From the Guidelines
A TAVR should typically be delayed if a patient's cardiovascular status is deteriorating, as proceeding with the procedure during hemodynamic instability significantly increases procedural risk. This approach is supported by guidelines that emphasize the importance of careful patient selection and optimization before undergoing TAVR 1. The 2014 AHA/ACC guideline for the management of patients with valvular heart disease recommends TAVR in patients with a prohibitive surgical risk and a predicted post-TAVR survival >12 months, but also notes that TAVR is not recommended in patients in whom existing comorbidities would preclude the expected benefit from correction of AS 1.
When a patient's cardiovascular status is deteriorating, it is crucial to stabilize them first with appropriate medical management, which may include:
- Inotropic support such as dobutamine (starting at 2-5 mcg/kg/min and titrating as needed)
- Vasopressors like norepinephrine (0.01-3 mcg/kg/min) if hypotensive
- Diuretics such as furosemide (20-40 mg IV) for volume overload
- Possibly balloon aortic valvuloplasty as a bridge to definitive TAVR This stabilization period allows for optimization of the patient's condition, including treatment of concurrent infections, correction of electrolyte abnormalities, and management of arrhythmias 1.
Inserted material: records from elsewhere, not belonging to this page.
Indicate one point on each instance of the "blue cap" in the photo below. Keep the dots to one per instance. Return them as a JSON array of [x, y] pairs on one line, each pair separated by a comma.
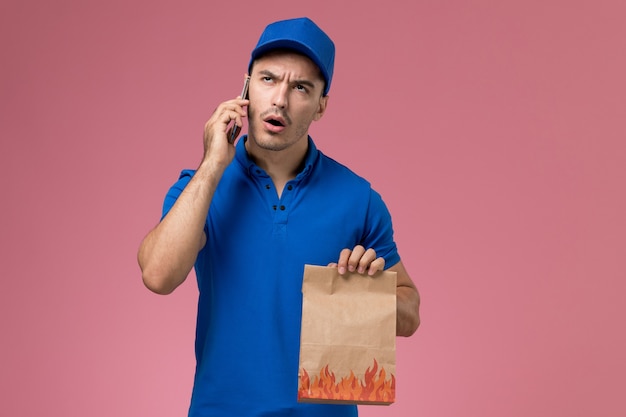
[[303, 36]]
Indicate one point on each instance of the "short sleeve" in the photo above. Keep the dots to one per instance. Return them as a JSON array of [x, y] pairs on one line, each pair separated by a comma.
[[175, 191]]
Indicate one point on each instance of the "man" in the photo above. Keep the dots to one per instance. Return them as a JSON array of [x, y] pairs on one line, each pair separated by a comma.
[[274, 204]]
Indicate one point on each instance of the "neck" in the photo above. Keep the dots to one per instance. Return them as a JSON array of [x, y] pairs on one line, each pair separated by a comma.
[[282, 165]]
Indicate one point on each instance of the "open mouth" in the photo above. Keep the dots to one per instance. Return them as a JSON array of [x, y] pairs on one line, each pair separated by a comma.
[[275, 121]]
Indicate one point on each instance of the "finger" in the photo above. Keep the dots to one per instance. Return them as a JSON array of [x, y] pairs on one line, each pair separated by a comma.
[[377, 265], [342, 264], [364, 262], [355, 258]]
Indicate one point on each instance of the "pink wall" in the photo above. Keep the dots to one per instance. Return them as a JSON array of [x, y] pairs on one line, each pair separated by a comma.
[[494, 130]]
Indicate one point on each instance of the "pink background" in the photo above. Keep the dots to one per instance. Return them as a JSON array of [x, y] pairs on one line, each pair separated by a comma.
[[494, 130]]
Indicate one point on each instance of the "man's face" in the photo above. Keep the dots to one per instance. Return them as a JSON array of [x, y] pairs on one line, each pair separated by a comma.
[[285, 97]]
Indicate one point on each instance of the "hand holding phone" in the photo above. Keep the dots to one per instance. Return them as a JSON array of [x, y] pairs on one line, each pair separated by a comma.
[[244, 95]]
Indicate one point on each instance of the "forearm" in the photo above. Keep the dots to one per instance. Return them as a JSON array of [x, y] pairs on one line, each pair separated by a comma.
[[169, 251]]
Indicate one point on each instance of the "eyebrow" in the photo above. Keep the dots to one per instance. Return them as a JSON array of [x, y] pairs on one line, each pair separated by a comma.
[[306, 82]]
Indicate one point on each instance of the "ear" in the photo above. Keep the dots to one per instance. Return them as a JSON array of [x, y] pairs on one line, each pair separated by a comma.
[[321, 108]]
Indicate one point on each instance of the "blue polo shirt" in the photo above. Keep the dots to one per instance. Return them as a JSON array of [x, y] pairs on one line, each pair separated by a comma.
[[250, 278]]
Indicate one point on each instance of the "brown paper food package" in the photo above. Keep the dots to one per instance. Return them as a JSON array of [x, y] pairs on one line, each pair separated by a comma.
[[348, 337]]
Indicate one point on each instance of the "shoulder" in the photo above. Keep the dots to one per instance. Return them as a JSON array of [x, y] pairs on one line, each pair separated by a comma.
[[333, 170]]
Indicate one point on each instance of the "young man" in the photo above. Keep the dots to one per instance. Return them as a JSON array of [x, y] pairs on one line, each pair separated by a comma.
[[252, 215]]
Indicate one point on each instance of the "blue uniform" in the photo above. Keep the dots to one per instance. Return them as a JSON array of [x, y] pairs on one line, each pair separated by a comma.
[[250, 278]]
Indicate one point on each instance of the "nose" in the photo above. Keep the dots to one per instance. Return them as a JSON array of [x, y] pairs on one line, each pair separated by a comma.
[[280, 98]]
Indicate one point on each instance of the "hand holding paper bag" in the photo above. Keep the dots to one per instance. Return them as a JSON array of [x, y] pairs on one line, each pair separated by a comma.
[[347, 349]]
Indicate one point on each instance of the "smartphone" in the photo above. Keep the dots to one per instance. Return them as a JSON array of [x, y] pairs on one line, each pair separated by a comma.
[[244, 94]]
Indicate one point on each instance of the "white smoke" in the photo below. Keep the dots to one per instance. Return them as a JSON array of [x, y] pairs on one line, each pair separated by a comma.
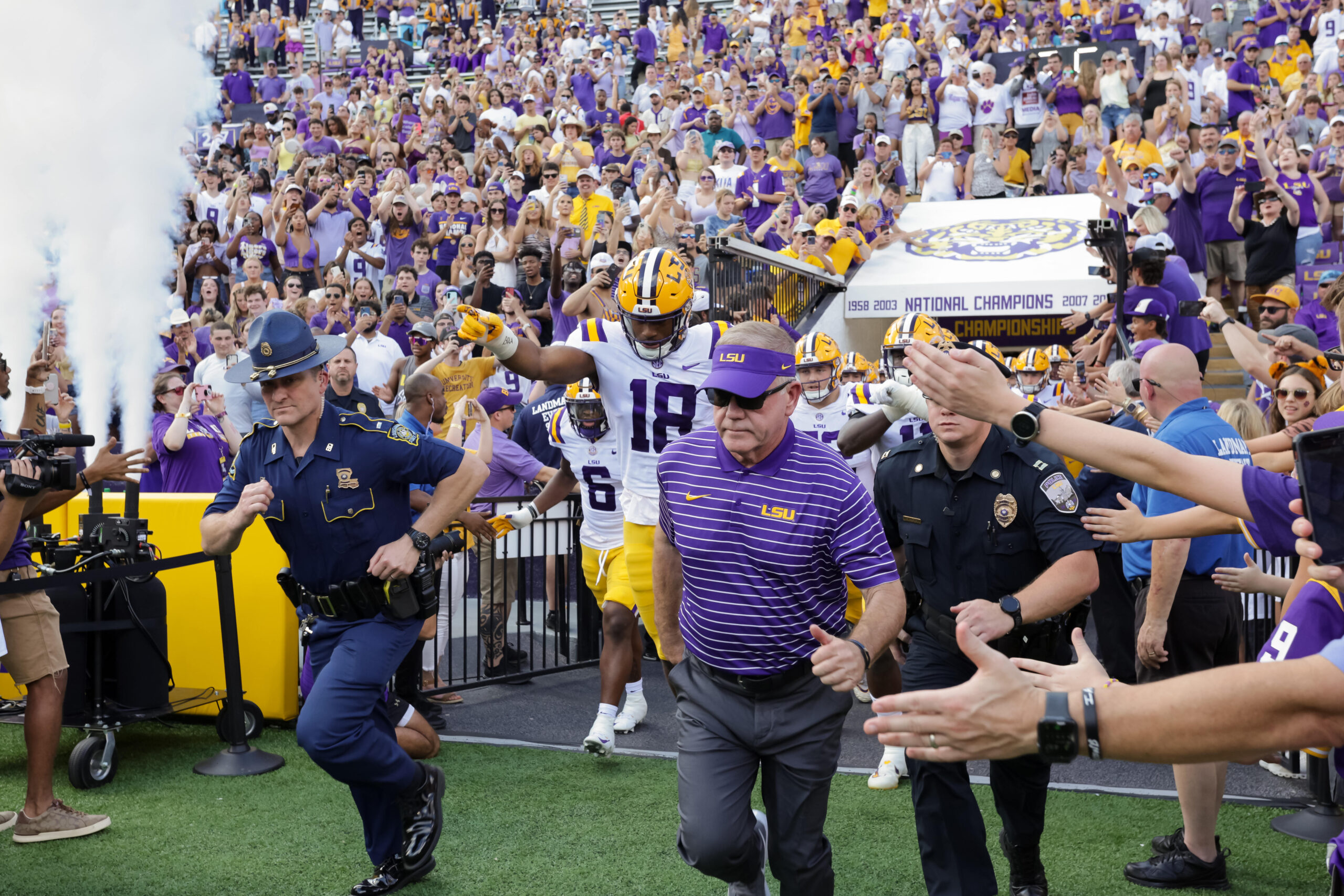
[[93, 150]]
The rationale for delay is that TAVR itself places significant hemodynamic stress on an already compromised cardiovascular system, and performing the procedure during instability increases the risk of procedural complications, including hypotension, arrhythmias, coronary obstruction, and even death 1. Once the patient is stabilized with improved hemodynamics, the TAVR can be performed with a more favorable risk-benefit profile. Therefore, delaying TAVR until the patient's cardiovascular status is stabilized is a prudent approach that prioritizes morbidity, mortality, and quality of life.
From the Research
Delaying TAVR for Aortic Stenosis
- The decision to delay a Transcatheter Aortic Valve Replacement (TAVR) for a patient with deteriorating cardiovascular status due to aortic stenosis should be based on individual patient risk factors and the severity of their condition 2, 3.
- For patients with severe, symptomatic aortic stenosis, TAVR has been shown to reduce mortality and improve functional status compared to standard therapy, especially in those who are not suitable candidates for surgery 4.
- However, the presence of extensive coexisting conditions may attenuate the survival benefit of TAVR 4.
- In patients with asymptomatic aortic stenosis, watchful waiting is often recommended, with serial Doppler echocardiography and cardiology referral as needed 5.
- The management of patients undergoing TAVR requires careful consideration of periprocedural medication management, including antithrombotic therapy, to minimize adverse events such as stroke and bleeding complications 2, 6.
Considerations for Delaying TAVR
- The patient's overall health status and risk factors, including the presence of comorbid conditions, should be taken into account when deciding whether to delay TAVR 3, 6.
- The severity of the aortic stenosis and the patient's symptoms should also be considered, as well as the potential benefits and risks of delaying the procedure 4, 5.
- A multidisciplinary team approach, including cardiologists, cardiothoracic surgeons, and other healthcare professionals, can help determine the best course of treatment for each individual patient 2, 3.